In Fig. 1, we plot the \(C(\rho _{AB})\), \(C(\rho _{A\overline{B}})\) and \(C(\rho _{B\overline{B}})\) as functions of the Hawking temperature T with \(\omega =1\). We can see that (i) \(C(\rho _{AB})\) is monotonically decreasing as the Hawking temperature increases and when \(T\rightarrow \infty \), \(C(\rho _{AB})\) is converge to \(1/\sqrt{2}\); (ii) \(C(\rho _{A\overline{B}})\) is monotonically increasing as the Hawking temperature increases and when \(T\rightarrow \infty \), \(C(\rho _{AB})\) is converge to \(1/\sqrt{2}\); (iii) \(C(\rho _{B\overline{B}})\) is monotonically increasing as the Hawking temperature increases. It has been shown that MSC has a close connection with discord-like correlations [36]. The observed phenomena may be attributed to the redistribution of quantum correlations across different regions.

5 Conclusions

In this study, we have theoretically examined and numerically simulated the effect of Hawking radiation on MSC in the Schwarzschild space-time. We have found that the accessible MSC decreases with an increase in Hawking temperature, while the inaccessible MSC shows a corresponding increase. This phenomenon suggests a redistribution of quantum correlations, previously accessible to inertial observers, across the bipartite modes due to the effects of Hawking radiation.
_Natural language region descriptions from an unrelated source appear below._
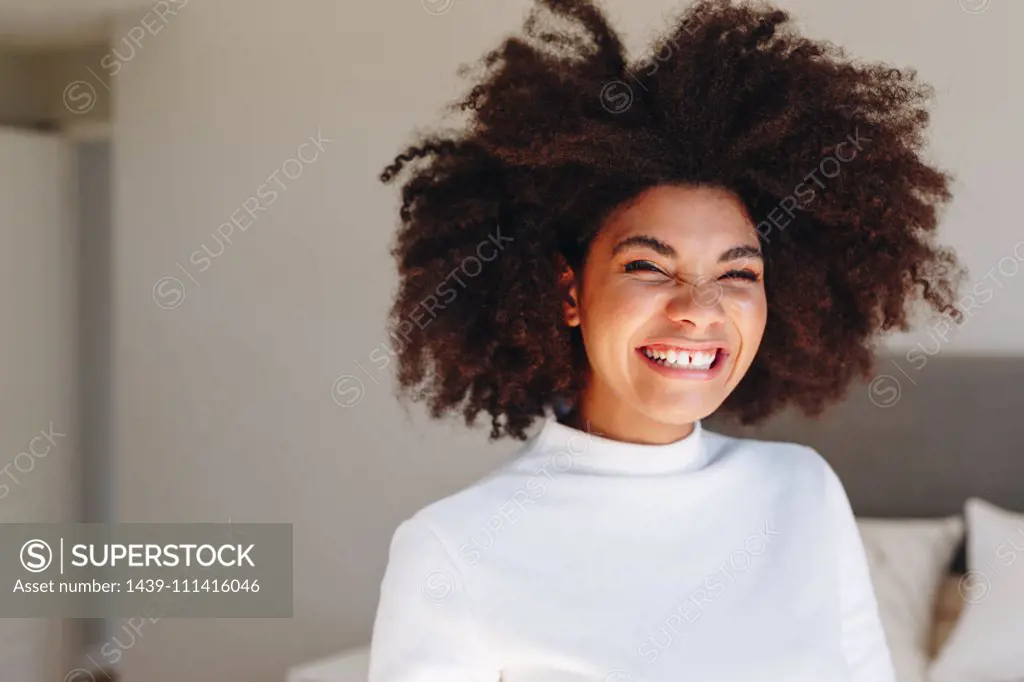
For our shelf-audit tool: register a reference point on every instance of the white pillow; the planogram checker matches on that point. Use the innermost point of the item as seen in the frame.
(987, 642)
(907, 559)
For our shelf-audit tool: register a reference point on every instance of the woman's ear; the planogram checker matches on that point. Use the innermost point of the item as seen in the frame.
(570, 304)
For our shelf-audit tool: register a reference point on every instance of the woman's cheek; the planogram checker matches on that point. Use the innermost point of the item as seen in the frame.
(748, 306)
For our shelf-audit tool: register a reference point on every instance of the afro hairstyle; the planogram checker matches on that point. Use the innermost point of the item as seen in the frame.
(559, 128)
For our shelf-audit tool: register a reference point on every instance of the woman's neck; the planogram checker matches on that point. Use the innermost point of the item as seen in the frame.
(622, 422)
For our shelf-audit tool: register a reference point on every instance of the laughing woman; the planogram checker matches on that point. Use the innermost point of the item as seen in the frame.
(613, 251)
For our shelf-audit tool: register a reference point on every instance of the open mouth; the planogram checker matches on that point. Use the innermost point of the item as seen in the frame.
(690, 363)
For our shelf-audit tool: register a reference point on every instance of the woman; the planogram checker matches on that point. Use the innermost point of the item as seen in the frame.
(616, 251)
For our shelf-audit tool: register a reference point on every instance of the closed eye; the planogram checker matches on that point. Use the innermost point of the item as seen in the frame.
(741, 274)
(642, 265)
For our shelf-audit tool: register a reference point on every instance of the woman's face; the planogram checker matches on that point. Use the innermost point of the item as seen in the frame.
(672, 309)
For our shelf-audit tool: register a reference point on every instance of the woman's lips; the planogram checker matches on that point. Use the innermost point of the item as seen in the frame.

Moreover, It is interesting to note that, in limit case that the temperature tends to infinity, the accessible MSC equals to \(1/\sqrt{2}\) of its initial value, and the unaccessible MSC between mode A and \(\overline{B}\) also equals to the same value. Our results underscore the critical role of Hawking radiation in the evolution of quantum information properties near black holes and provide a new perspective on the behavior of quantum information in curved spacetime environments.